Vom 28. August 2015
(dpa/red). Wer alleine lebt und eine Haushaltshilfe hat, vertraut dieser häufig so, dass er ihr Vollmacht über sein privates Konto einräumt, um Geldbeträge abheben zu können. Verstirbt der Kontoinhaber und hebt die Haushaltshilfe danach Geld ab, stellt sich die Frage, ob dies wegen Untreue strafbar ist. Die Arbeitsgemeinschaft Erbrecht des Deutschen Anwaltvereins (DAV) informiert über eine Entscheidung des Oberlandesgerichts Hamm.
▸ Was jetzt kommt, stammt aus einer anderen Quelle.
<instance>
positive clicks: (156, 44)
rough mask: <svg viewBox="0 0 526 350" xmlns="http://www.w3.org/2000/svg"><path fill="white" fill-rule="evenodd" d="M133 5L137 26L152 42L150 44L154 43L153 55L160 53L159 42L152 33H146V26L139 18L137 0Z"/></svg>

Der vermögende Erblasser überließ oder schenkte der für ihn als Haushaltshilfe tätigen Angeklagten eine Kreditkarte „zur freien Nutzung, also für eigene Zwecke“ mit einem Verfügungslimit von 5.000 Euro monatlich. Nach dem Tod des Erblassers belastete die Haushaltshilfe diese noch in Höhe von 4.686,07 Euro. Dies ging natürlich zu Lasten des Nachlasses und somit zu Lasten der Erben des Erblassers, zu denen sie wissentlich nicht gehörte. Das Landgericht (LG) Siegen verurteilte die Angeklagte zu einer Geldstrafe wegen Untreue.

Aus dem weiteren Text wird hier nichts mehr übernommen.